AI Penetration Testing: Securing LLM-based Systems against Artificial Intelligence Vulnerabilities

As artificial intelligence and large language model adoption accelerates, AI penetration testing has become increasingly critical.

While 82 percent of C-level executives say their business success depends on secure AI, just 24 percent of generative AI projects have a security component, a survey by AWS and IBM found. Many organizations currently limit GenAI use because of security concerns, and 27% have a ban in place, a Cisco survey shows. To realize the business value of AI and remain competitive, brands are depending on security teams to establish new security standards.

In this blog, we'll provide an introduction to AI penetration testing and how it can help protect brands against emerging vulnerabilities. First, we'll look at AI and LLM from a pentester perspective and identify some of the most prevalent vulnerabilities security teams are finding in these technologies. Then we'll share the testing methodology Cobalt uses to identify AI and LLM risks so they can be assessed and addressed.

Pentester Perspective: Pentesting for AI Applications and LLM-enabled Software

Today's AI and LLM applications may be new, but they typically use popular languages such as Python and JavaScript that are familiar to attackers. Traditional vulnerabilities remain prevalent in AI applications and LLM-enabled software, the Open Worldwide Application Security Project emphasizes.

To this point, we asked a member of the Cobalt Core about the prevalence of vulnerabilities within AI-enabled applications. Parveen Yadav, a contributing member of the OWASP LLM Top 10, says from his experience testing AI-enabled applications that, "AI Safety is a paramount concern...such as the ability of LLMs to perform actions beyond their intended scope such as allowing them to run system commands or queries beyond its intended requirements." The emergence of LLM-specific vulnerabilities underscored the necessity for a new OWASP Top 10 category, providing crucial guidance for developers and security professionals.

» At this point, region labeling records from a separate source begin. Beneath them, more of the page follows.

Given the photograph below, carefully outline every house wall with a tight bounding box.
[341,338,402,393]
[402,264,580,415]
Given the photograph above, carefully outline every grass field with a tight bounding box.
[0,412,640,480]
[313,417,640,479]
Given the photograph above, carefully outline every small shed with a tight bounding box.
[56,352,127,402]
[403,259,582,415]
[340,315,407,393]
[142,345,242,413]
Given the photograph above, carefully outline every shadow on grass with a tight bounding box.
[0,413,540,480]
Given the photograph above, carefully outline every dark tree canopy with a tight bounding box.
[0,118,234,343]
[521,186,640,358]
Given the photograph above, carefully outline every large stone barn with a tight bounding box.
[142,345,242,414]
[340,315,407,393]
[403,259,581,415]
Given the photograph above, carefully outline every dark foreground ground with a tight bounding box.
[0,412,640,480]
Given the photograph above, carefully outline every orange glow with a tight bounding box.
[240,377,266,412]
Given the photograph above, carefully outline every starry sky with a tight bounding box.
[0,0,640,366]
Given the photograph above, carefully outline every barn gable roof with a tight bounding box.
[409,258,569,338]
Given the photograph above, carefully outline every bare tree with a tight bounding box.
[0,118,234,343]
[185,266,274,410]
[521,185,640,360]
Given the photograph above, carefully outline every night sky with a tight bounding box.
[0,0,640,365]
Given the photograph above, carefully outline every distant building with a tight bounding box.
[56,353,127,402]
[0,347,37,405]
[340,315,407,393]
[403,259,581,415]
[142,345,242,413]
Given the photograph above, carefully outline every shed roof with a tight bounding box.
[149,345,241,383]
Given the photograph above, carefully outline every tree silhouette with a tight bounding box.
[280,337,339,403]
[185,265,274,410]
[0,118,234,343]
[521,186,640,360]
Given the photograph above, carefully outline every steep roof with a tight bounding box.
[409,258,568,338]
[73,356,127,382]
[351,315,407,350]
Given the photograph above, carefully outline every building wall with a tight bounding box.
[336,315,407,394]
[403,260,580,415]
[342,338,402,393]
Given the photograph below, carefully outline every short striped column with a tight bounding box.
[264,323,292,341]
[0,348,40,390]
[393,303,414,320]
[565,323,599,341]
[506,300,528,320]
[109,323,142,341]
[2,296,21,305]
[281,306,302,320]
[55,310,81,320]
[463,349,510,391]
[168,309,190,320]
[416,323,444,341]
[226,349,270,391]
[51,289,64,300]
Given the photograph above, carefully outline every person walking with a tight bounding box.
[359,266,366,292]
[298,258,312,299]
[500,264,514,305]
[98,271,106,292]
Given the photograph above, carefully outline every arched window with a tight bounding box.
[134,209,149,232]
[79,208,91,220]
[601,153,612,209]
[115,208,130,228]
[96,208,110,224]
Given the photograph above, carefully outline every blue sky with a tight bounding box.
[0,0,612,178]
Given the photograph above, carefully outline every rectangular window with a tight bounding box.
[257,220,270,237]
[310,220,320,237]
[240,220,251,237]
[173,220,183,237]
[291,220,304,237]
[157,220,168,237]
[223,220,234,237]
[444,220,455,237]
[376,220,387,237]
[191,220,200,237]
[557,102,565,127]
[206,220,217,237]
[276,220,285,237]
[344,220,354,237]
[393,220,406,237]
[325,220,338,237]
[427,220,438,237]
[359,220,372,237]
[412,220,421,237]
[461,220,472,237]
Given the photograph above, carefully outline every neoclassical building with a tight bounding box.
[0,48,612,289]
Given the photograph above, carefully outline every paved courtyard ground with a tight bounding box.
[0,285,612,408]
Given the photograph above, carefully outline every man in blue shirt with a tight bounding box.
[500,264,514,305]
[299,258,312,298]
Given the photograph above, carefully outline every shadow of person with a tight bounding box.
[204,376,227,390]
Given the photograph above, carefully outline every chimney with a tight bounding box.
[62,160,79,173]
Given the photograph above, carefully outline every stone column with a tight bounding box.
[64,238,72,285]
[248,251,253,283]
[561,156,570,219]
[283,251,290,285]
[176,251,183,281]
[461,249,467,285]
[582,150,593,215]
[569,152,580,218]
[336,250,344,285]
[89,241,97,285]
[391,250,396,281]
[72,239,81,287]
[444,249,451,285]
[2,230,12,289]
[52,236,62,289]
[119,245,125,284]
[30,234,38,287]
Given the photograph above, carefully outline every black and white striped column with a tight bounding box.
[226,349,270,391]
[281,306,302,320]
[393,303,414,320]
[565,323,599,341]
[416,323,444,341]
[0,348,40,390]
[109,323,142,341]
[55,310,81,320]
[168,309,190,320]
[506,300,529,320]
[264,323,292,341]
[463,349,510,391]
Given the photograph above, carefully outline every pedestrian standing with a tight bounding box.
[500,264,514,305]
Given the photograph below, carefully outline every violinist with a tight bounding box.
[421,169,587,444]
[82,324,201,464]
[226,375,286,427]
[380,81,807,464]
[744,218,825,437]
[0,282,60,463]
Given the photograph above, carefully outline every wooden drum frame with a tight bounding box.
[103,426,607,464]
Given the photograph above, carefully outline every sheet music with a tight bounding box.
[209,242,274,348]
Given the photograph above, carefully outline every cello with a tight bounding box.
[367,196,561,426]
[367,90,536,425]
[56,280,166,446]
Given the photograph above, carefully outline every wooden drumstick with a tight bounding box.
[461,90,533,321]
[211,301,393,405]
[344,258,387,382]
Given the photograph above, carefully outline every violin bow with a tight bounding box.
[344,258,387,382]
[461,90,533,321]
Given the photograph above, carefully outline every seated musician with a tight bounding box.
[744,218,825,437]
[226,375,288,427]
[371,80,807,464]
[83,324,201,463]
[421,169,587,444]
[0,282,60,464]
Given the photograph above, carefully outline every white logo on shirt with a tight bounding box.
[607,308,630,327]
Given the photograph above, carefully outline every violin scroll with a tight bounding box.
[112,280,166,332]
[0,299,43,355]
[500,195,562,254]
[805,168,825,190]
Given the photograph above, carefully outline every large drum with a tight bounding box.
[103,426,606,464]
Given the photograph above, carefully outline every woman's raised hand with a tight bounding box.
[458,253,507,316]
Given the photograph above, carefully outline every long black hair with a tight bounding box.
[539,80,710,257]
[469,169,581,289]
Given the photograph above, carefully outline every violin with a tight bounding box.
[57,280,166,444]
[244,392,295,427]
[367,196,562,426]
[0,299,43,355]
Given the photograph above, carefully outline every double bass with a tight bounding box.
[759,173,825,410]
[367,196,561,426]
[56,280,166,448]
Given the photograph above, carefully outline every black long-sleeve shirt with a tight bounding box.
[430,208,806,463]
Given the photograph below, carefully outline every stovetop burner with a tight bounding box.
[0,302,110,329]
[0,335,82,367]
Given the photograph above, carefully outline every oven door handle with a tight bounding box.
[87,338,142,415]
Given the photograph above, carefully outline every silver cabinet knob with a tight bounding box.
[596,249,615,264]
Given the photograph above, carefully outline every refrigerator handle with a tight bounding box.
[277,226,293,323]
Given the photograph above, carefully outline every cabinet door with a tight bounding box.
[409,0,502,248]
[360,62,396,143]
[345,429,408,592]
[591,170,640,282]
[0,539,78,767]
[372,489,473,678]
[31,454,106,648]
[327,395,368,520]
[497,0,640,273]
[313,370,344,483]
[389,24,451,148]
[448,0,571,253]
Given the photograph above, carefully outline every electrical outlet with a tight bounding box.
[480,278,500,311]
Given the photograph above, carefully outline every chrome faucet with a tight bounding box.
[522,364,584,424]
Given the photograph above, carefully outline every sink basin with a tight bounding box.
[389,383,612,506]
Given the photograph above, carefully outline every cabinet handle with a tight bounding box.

The OWASP Top 10 for Large Language Model Applications has identified some of the most prevalent vulnerabilities as prompt injections, data leakage, inadequate sandboxing, and unauthorized code execution. The full list of leading vulnerabilities includes:

Prompt injections
Insecure output handling
Training data poisoning
Model denial of service
Supply chain vulnerabilities
Sensitive information disclosure
Insecure plug-in design
Excessive agency
Overreliance
Model theft

Here's a brief breakdown of how each vulnerability manifests in AI and LLM applications:

1. Prompt injections

In prompt injection attacks, attackers misuse AI's ability to interpret natural language by issuing malicious instructions, disguised as legitimate prompts. Prompt injections can directly expose or overwrite underlying system prompts (jailbreaking), compromising backend systems and enabling access to insecure functions and sensitive data. External sources such as files and websites can indirectly enable attackers to hijack LLM conversations without alerting human users. Prompt injections can be used to query sensitive data, influence critical operations, conduct social engineering attacks, or perform other malicious actions.